My late grandmother, Juanita Johnson, who helped raise me as a kid, while my parents worked, was born in the year, 1930, in Slaton, Texas – a small, segregated town in Lubbock County to a family of sharecroppers.

As she grew up, the racist Jim Crow laws enforced state sanctioned disenfranchisement, and voter suppression by requiring Black people to pay poll taxes, and pass literacy tests in order to excercise the right to vote. At the time, it was a daunting task for a Black person in the South to have the opportunity to have their voice heard through the ballot, especially, if you were a woman. Although, the White Women’s suffrage movement officially ended in 1920, the African American women continued working for years to exercise their right to vote.

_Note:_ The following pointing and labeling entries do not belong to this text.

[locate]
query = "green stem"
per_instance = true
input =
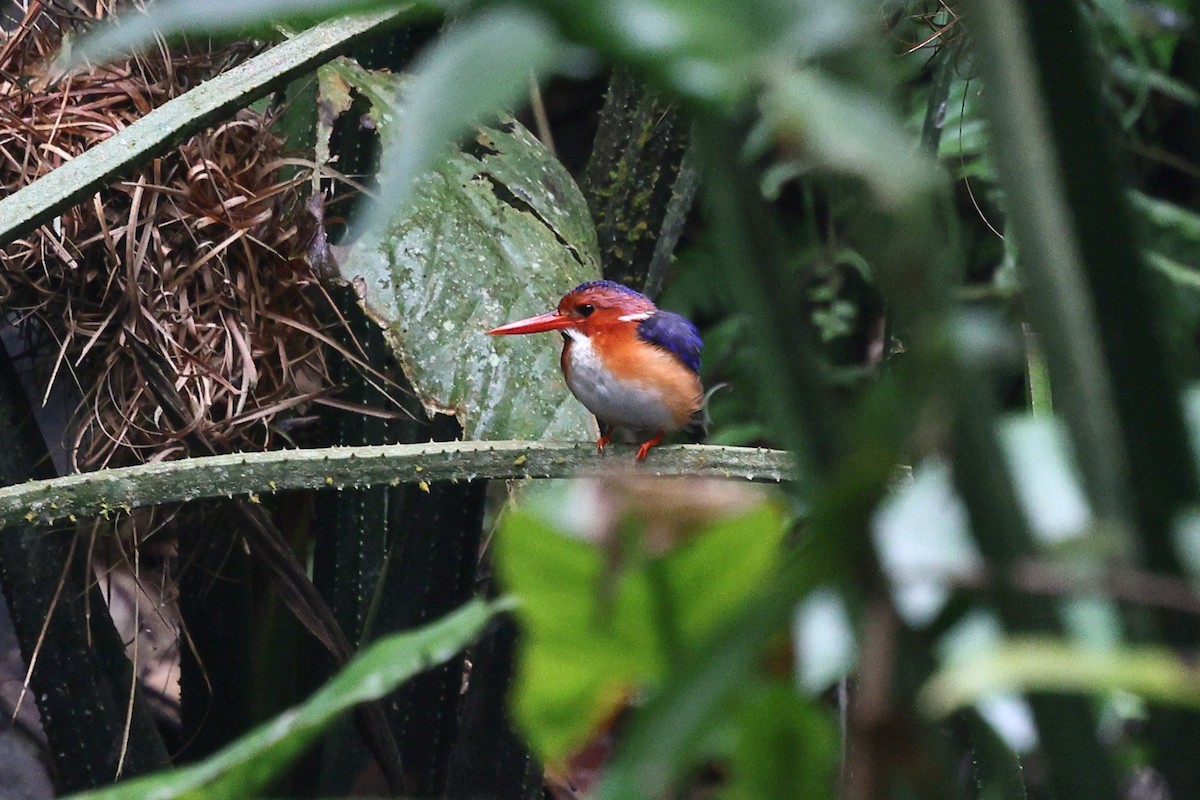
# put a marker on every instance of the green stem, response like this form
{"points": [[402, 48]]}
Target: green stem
{"points": [[111, 491]]}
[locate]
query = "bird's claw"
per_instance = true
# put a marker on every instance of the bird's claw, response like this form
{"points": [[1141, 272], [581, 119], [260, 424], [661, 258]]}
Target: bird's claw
{"points": [[652, 443]]}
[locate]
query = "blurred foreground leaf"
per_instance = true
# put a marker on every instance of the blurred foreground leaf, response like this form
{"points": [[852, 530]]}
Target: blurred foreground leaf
{"points": [[597, 626], [249, 764], [1044, 665]]}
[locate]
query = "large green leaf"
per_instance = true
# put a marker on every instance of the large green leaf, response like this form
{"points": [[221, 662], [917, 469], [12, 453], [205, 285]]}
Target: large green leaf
{"points": [[249, 764], [594, 632], [498, 230]]}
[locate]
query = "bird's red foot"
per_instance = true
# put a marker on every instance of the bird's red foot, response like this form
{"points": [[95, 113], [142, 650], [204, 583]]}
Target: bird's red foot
{"points": [[646, 445]]}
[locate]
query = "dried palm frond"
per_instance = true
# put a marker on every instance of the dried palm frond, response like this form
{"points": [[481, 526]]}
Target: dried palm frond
{"points": [[197, 257]]}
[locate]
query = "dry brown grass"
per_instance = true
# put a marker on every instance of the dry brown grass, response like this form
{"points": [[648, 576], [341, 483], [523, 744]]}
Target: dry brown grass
{"points": [[198, 256]]}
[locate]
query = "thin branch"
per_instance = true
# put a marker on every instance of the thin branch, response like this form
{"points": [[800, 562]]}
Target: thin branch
{"points": [[105, 492]]}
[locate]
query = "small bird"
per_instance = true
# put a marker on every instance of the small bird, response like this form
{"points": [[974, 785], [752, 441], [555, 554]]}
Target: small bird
{"points": [[635, 366]]}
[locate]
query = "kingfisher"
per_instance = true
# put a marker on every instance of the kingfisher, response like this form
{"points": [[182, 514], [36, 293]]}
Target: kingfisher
{"points": [[633, 365]]}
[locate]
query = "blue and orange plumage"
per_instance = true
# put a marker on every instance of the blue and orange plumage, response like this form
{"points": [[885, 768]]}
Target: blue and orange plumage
{"points": [[631, 364]]}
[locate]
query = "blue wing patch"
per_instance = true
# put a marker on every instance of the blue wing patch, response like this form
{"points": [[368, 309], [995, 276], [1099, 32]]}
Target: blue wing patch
{"points": [[673, 332]]}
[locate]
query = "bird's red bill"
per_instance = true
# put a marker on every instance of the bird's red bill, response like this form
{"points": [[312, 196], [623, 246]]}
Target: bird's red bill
{"points": [[549, 322]]}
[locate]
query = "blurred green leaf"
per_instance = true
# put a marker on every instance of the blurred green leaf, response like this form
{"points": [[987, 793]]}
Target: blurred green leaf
{"points": [[1045, 476], [137, 29], [498, 232], [712, 50], [834, 126], [249, 764], [784, 747], [173, 121], [1045, 665], [594, 631], [921, 534], [475, 70]]}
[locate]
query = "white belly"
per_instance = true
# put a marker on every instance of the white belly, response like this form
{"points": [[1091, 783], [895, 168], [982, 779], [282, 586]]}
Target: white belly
{"points": [[624, 403]]}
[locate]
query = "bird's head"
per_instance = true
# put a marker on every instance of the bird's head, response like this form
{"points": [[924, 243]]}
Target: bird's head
{"points": [[587, 308]]}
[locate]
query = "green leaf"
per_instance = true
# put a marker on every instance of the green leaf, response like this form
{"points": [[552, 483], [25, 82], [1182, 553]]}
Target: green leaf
{"points": [[711, 50], [249, 764], [1045, 665], [594, 632], [475, 70], [784, 747], [837, 127], [137, 29], [498, 232], [166, 126]]}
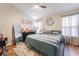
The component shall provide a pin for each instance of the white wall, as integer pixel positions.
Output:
(55, 26)
(57, 20)
(9, 15)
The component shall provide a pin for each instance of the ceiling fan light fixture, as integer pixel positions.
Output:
(36, 6)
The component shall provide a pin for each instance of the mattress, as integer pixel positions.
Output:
(47, 38)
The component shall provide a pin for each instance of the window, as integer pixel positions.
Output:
(38, 26)
(70, 25)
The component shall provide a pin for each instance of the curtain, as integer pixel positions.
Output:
(70, 28)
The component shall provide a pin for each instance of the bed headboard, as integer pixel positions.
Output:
(55, 32)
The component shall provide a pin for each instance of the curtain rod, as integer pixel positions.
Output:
(70, 14)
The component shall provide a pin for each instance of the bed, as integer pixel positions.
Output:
(47, 44)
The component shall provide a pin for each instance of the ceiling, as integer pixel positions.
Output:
(52, 8)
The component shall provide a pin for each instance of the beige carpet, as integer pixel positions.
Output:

Thurgood Marshall, then a civil rights attorney at the NAACP, took a nearby Houston lawsuit all the way to the U.S. Supreme Court. When he won the case, Smith v. Allwright, the Texas White primary was declared unconstitutional. African American women did critical work to support that effort. Even after Smith v. Allwright, many Black women in Texas still couldn’t vote until the 1960s. Texas was one of the last five states that still required a poll tax in order to vote, when the 24th Amendment banned the practice in 1964. Then in 1965, Congress passed the landmark Voting Rights Act, outlawing literacy tests and creating federal oversight of elections across the country.

As we are now two weeks from Election Day, let us remember not only who we are voting for but why we are voting.

WA State House of Representative, Jesse Elijah Johnson

“Voting is the first step in our journey of political activism, it is the very least we can do.”

WA State Representative Jesse E. Johnson

Yes, we must continue our efforts beyond Election Day. So that we can pass progressive legislation that benefits our communities, and then work to make sure that legislation is enforced on the ground. But we must first remember our own power and our own voice in our vote.